# Development of Flavoproteins as Catalysts for Asymmetric Radical Reactions

> **NIH NIH R01** · PRINCETON UNIVERSITY · 2024 · $325,997

## Abstract

Project Summary
 The work described in this proposal aims to address the longstanding challenge of controlling the
enantioselectivity and regioselectivity of synthetically valuable reactions mediated by radical intermediates. This
work will develop novel mechanisms for generating free radical intermediates within protein active sites.
Evolution of the protein will be conducted to enhance the chemo-, regio-, and enantioselectivity of the reactions
performed within their protein active site. Building on findings in the previous funding period, we will develop
couplings reactions between nitronates and alkyl halides. These reactions have two possible products: a redox-
neutral reaction to afford chiral 𝛼-tertiary nitroalkanes and a reductive coupling to prepare cross-coupled
products. We will design catalysts to favor each outcome. Secondly, we will develop a regioselective coupling
of alkyl radicals with arenes. In this project, we will engineer the protein scaffold to favor functionalization at
positions that are untouched using existing synthetic methods. Thirdly, we will explore alkene
difunctionalization. In one manifold, we will oxidize radical intermediates to form carbocations which can be
quenched with various nucleophiles. In a second approach, we will exploit Smiles rearrangements for radical
termination. These approaches will enable the rapid synthesis of highly substituted products while also enabling
the development of catalysts to precisely control the stereochemistry of stereocenters formed in C–C bond-
forming events. In this application, we will also develop a new strategy for radical initiation using oxidative
decarboxylation. This activation mode will be applied to the synthesis of secondary amines. Finally, we will
create a biocatalytic cross-coupling reaction, where alkylated flavin adducts mimic the reactivity of
organometallic intermediates. This method will enable the coupling of carboxylic acids and alkyl halides without
using a metalloprotein.
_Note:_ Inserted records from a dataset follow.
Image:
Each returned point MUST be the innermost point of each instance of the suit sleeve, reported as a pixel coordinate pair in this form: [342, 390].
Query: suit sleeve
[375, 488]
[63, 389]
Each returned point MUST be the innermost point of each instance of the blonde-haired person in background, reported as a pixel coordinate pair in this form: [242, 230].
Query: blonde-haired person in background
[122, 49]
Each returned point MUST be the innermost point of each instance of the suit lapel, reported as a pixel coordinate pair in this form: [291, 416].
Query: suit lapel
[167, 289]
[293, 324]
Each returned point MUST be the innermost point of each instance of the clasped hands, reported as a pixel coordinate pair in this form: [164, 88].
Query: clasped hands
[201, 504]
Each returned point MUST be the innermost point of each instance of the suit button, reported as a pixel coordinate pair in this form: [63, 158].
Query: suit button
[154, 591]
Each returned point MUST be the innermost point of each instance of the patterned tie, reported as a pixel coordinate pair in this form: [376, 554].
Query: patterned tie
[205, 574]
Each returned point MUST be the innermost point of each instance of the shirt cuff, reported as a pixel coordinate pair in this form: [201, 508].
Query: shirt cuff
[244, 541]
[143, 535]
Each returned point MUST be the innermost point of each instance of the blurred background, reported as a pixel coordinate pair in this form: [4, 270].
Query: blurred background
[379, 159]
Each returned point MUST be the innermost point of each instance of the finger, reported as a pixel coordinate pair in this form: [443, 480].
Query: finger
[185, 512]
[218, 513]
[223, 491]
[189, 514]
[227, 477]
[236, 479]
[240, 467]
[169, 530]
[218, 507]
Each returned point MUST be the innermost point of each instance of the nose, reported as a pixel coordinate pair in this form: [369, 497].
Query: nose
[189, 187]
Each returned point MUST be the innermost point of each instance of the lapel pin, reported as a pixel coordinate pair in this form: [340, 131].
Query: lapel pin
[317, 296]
Together, these methods and the goals proposed in the Specific Aims have the potential
to streamline the synthesis of biological probes and drug targets, creating a significant benefit to human health
and associated biomedical sciences.

## Key facts

- **NIH application ID:** 10789985
- **Project number:** 5R01GM127703-09
- **Recipient organization:** PRINCETON UNIVERSITY
- **Principal Investigator:** Todd Kurt Hyster
- **Activity code:** R01 (R01, R21, SBIR, etc.)
- **Funding institute:** NIH
- **Fiscal year:** 2024
- **Award amount:** $325,997
- **Award type:** 5
- **Project period:** 2018-05-01 → 2027-02-28

## Primary source

NIH RePORTER: https://reporter.nih.gov/project-details/10789985

## Citation

> US National Institutes of Health, RePORTER application 10789985, Development of Flavoproteins as Catalysts for Asymmetric Radical Reactions (5R01GM127703-09). Retrieved via AI Analytics 2026-05-24 from https://api.ai-analytics.org/grant/nih/10789985. Licensed CC0.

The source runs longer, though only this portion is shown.